Das ist allerdings nicht Neues. Bereits im Jahr 1988 hatten die Naturfreunde zu ihrem 3. Bundestreffen in Lünen zwei Jahre nach dem THTR-Störfall und mitten während der Auseinandersetzungen um die Stilllegung des Pleitereaktors ausgerechnet den rechten CDU-Hardliner Laurenz Meyer von der VEW-Hauptverwaltung als Redner eingeladen und eine ganzseitige gesponserte Anzeige der VEW für Atomenergie im Programmheft der Großveranstaltung gedruckt. Wir haben damals von den Naturfreunden der Ortgruppe Hamm ein vierseitiges Flugblatt in einer Auflage von 5.000 Exemplaren dort verteilt und auf diesen Skandal hingewiesen (1).

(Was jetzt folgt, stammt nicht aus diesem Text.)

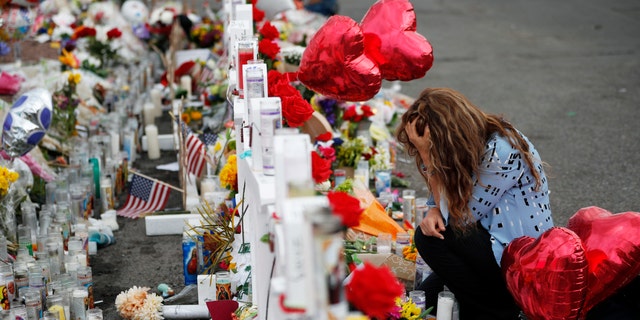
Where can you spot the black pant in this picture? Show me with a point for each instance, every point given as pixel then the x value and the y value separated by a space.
pixel 466 265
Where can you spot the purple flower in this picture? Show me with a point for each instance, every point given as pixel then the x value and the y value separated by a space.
pixel 141 31
pixel 68 44
pixel 4 48
pixel 328 108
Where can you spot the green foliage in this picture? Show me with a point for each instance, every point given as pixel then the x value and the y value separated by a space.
pixel 350 152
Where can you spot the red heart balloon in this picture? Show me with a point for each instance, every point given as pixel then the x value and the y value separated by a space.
pixel 547 276
pixel 335 64
pixel 391 24
pixel 612 244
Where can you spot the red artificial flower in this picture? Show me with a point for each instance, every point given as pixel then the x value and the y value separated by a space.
pixel 269 48
pixel 373 290
pixel 82 31
pixel 345 206
pixel 320 168
pixel 268 31
pixel 328 153
pixel 325 136
pixel 295 109
pixel 367 156
pixel 114 33
pixel 258 15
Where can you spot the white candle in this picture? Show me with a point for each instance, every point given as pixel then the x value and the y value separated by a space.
pixel 156 99
pixel 115 144
pixel 445 306
pixel 207 185
pixel 153 147
pixel 149 113
pixel 185 83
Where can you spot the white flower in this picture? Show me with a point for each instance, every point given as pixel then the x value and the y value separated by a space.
pixel 166 17
pixel 323 186
pixel 137 304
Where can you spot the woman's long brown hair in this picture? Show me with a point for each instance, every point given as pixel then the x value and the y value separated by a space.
pixel 459 131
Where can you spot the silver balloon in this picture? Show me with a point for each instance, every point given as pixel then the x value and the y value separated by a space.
pixel 27 122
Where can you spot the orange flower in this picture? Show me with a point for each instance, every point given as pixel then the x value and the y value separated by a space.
pixel 114 33
pixel 195 115
pixel 69 59
pixel 186 118
pixel 82 31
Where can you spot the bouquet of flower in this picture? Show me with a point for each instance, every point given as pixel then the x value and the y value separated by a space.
pixel 229 175
pixel 408 310
pixel 350 152
pixel 138 304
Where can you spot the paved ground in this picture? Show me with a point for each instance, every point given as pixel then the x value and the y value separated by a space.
pixel 566 73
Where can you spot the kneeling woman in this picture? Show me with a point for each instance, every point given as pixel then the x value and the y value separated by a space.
pixel 487 188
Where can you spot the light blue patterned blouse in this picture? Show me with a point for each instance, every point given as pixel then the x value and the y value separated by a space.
pixel 504 199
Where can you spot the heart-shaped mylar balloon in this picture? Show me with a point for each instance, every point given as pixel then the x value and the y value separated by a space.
pixel 27 122
pixel 612 245
pixel 547 276
pixel 391 25
pixel 334 63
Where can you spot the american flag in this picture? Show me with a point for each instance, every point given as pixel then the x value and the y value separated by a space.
pixel 145 196
pixel 194 149
pixel 209 138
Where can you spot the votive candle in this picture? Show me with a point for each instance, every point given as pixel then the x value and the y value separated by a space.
pixel 185 83
pixel 153 147
pixel 156 99
pixel 149 113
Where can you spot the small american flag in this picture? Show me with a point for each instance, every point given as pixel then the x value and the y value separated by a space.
pixel 194 148
pixel 209 138
pixel 145 196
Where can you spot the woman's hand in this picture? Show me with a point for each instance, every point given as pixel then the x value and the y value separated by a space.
pixel 433 224
pixel 422 143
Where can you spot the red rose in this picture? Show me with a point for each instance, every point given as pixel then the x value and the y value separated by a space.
pixel 258 14
pixel 268 31
pixel 345 206
pixel 366 111
pixel 328 153
pixel 367 294
pixel 325 136
pixel 269 48
pixel 295 110
pixel 82 31
pixel 355 113
pixel 320 168
pixel 114 33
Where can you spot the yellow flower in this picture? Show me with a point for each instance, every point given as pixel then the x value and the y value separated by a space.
pixel 196 115
pixel 410 311
pixel 67 58
pixel 7 177
pixel 74 78
pixel 186 118
pixel 229 173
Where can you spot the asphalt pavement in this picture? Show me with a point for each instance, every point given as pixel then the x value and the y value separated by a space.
pixel 566 73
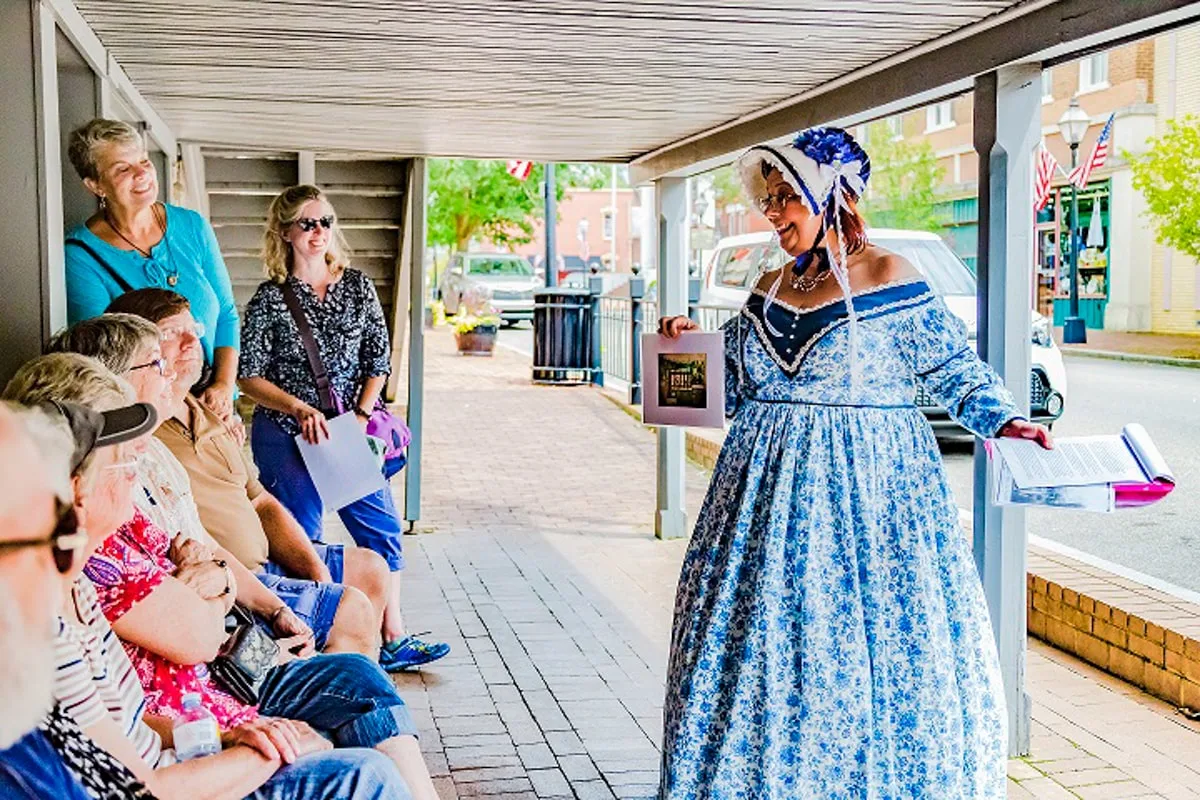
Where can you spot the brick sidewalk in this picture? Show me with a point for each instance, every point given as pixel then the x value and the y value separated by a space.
pixel 1164 346
pixel 538 564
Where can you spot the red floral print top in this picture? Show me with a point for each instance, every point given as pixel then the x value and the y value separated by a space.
pixel 126 569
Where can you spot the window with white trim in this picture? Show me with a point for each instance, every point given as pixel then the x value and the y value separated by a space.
pixel 940 116
pixel 1093 72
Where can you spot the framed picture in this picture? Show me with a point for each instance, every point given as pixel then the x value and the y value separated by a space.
pixel 683 379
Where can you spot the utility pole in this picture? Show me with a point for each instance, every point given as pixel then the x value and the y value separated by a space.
pixel 551 227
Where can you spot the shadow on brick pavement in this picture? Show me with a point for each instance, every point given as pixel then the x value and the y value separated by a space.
pixel 537 561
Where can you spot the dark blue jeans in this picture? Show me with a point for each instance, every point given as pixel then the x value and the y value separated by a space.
pixel 353 774
pixel 346 697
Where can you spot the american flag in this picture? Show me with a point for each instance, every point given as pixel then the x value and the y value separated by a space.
pixel 1048 166
pixel 520 169
pixel 1080 175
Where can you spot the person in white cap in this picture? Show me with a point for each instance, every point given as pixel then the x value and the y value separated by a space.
pixel 831 633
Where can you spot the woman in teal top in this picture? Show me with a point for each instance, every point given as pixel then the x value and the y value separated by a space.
pixel 135 242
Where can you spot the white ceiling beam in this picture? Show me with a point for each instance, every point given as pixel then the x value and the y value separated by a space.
pixel 1059 30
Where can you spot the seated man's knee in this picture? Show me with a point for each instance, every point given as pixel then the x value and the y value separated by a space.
pixel 367 571
pixel 355 614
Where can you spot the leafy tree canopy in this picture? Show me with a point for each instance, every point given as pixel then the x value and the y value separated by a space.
pixel 905 175
pixel 1168 175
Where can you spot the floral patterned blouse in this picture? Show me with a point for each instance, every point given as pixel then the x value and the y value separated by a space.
pixel 126 569
pixel 351 336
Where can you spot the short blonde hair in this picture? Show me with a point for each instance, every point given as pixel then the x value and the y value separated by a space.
pixel 283 212
pixel 73 378
pixel 90 137
pixel 114 340
pixel 54 441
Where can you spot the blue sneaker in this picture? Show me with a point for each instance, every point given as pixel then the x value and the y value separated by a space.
pixel 411 651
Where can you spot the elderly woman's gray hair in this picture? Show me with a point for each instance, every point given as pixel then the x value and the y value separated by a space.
pixel 89 138
pixel 70 377
pixel 114 340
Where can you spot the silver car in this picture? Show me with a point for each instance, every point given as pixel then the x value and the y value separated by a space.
pixel 509 278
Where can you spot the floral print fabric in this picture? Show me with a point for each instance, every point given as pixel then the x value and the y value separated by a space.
pixel 126 569
pixel 831 635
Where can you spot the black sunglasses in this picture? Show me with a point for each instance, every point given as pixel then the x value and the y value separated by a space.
pixel 309 223
pixel 65 541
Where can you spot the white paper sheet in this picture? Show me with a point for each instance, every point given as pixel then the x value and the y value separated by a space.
pixel 1099 498
pixel 343 468
pixel 1074 461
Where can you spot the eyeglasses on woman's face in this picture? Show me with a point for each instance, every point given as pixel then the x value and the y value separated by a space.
pixel 775 202
pixel 309 224
pixel 65 541
pixel 196 330
pixel 159 364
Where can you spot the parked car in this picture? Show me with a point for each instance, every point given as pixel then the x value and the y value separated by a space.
pixel 510 278
pixel 738 262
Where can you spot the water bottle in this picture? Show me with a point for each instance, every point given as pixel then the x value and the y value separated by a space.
pixel 196 731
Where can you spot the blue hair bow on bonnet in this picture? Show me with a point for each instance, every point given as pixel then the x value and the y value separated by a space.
pixel 827 169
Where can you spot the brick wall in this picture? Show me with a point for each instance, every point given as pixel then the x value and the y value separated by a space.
pixel 1152 656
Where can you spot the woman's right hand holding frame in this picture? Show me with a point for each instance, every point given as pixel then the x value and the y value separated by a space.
pixel 672 326
pixel 312 423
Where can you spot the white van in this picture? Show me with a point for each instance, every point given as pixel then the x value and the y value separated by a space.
pixel 739 260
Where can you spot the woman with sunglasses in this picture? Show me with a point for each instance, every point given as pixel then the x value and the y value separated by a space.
pixel 306 257
pixel 831 633
pixel 135 241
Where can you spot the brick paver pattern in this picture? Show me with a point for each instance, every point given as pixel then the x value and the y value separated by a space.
pixel 535 559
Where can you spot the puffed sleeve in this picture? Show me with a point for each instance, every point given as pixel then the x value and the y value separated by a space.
pixel 733 385
pixel 89 290
pixel 375 354
pixel 256 332
pixel 219 278
pixel 936 347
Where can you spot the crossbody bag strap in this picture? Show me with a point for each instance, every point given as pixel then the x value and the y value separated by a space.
pixel 105 265
pixel 324 389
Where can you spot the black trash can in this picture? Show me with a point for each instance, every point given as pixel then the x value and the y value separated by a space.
pixel 562 336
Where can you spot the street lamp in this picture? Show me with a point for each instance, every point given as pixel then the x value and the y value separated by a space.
pixel 1073 126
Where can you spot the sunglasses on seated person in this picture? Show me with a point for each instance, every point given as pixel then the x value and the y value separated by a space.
pixel 65 541
pixel 309 224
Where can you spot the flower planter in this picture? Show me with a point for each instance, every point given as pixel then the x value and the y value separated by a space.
pixel 478 341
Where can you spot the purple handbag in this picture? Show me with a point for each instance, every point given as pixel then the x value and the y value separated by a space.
pixel 383 423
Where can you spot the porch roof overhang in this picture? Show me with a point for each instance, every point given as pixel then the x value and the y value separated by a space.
pixel 669 86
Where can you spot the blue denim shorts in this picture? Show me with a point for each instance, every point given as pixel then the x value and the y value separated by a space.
pixel 313 602
pixel 346 697
pixel 334 555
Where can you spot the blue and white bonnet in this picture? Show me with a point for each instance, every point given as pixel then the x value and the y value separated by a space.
pixel 827 169
pixel 822 164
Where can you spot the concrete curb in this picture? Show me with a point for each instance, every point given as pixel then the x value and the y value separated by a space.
pixel 1139 358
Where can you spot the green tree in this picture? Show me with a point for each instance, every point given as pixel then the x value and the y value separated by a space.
pixel 1168 175
pixel 471 199
pixel 905 176
pixel 479 199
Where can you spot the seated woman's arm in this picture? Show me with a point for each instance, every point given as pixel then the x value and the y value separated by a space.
pixel 175 623
pixel 228 775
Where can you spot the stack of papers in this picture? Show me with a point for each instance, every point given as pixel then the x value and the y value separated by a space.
pixel 1084 473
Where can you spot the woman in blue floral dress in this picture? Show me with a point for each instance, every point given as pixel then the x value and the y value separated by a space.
pixel 831 635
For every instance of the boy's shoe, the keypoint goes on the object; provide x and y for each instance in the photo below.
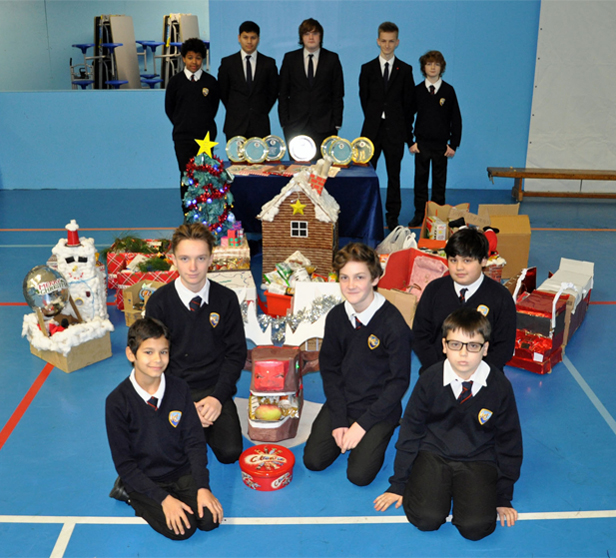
(416, 221)
(119, 492)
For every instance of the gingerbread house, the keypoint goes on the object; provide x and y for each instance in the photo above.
(304, 217)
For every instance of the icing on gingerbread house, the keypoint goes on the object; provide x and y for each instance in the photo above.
(304, 217)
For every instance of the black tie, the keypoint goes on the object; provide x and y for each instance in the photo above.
(248, 72)
(310, 70)
(195, 303)
(466, 392)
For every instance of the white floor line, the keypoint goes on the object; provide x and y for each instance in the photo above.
(590, 394)
(63, 539)
(341, 520)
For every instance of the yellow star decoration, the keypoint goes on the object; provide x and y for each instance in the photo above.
(298, 207)
(206, 144)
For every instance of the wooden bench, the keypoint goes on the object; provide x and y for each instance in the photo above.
(520, 173)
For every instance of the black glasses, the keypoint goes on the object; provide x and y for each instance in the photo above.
(471, 347)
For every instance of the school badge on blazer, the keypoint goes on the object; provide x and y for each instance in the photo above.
(484, 416)
(483, 309)
(174, 418)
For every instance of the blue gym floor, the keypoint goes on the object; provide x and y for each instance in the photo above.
(56, 468)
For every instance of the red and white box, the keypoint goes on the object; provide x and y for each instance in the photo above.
(267, 467)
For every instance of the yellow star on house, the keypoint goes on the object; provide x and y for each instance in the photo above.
(206, 144)
(298, 207)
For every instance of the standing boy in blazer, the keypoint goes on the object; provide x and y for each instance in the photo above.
(311, 88)
(248, 86)
(386, 90)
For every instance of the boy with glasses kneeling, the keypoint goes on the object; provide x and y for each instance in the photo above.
(460, 438)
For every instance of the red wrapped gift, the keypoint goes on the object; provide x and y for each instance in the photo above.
(534, 314)
(317, 183)
(532, 346)
(267, 467)
(126, 279)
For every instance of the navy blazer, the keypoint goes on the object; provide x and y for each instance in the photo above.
(247, 108)
(397, 101)
(321, 104)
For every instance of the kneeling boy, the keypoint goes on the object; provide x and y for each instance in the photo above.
(466, 286)
(156, 440)
(366, 366)
(460, 438)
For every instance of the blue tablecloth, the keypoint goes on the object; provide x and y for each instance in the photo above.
(356, 190)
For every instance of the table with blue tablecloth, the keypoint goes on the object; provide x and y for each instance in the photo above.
(356, 189)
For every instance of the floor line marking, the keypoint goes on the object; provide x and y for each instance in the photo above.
(590, 393)
(332, 520)
(24, 404)
(63, 539)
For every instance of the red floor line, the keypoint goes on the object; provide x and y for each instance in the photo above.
(24, 404)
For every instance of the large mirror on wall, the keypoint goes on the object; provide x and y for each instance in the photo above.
(70, 45)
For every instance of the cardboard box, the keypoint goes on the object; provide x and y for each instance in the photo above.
(513, 236)
(126, 279)
(133, 302)
(544, 367)
(397, 285)
(443, 212)
(81, 356)
(403, 301)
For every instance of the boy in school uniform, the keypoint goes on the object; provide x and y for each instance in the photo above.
(248, 86)
(208, 345)
(365, 365)
(156, 442)
(460, 438)
(438, 130)
(467, 251)
(191, 103)
(386, 90)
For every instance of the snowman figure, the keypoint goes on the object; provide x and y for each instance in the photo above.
(76, 260)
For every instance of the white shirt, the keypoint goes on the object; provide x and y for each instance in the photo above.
(472, 288)
(437, 85)
(197, 74)
(315, 60)
(365, 316)
(253, 63)
(390, 62)
(186, 295)
(478, 378)
(160, 392)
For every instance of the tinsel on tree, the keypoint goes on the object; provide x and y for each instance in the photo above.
(208, 199)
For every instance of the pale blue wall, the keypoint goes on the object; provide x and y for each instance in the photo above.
(118, 139)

An Hand dieser Beispiele wird deutlich, dass Andere die Geschichte unseres Widerstandes gegen den THTR nur zu gerne der Vergessenheit überantworten wollen. Wenn wir also in einem Jahr das 50jährige Bestehen der Bürgerinitiative Umweltschutz Hamm feiern, sollten wir uns überlegen, was wir dem entgegensetzen.
(1) Peinlich: Atomwerbung bei großem "Naturfreunde"-Bundestreffen!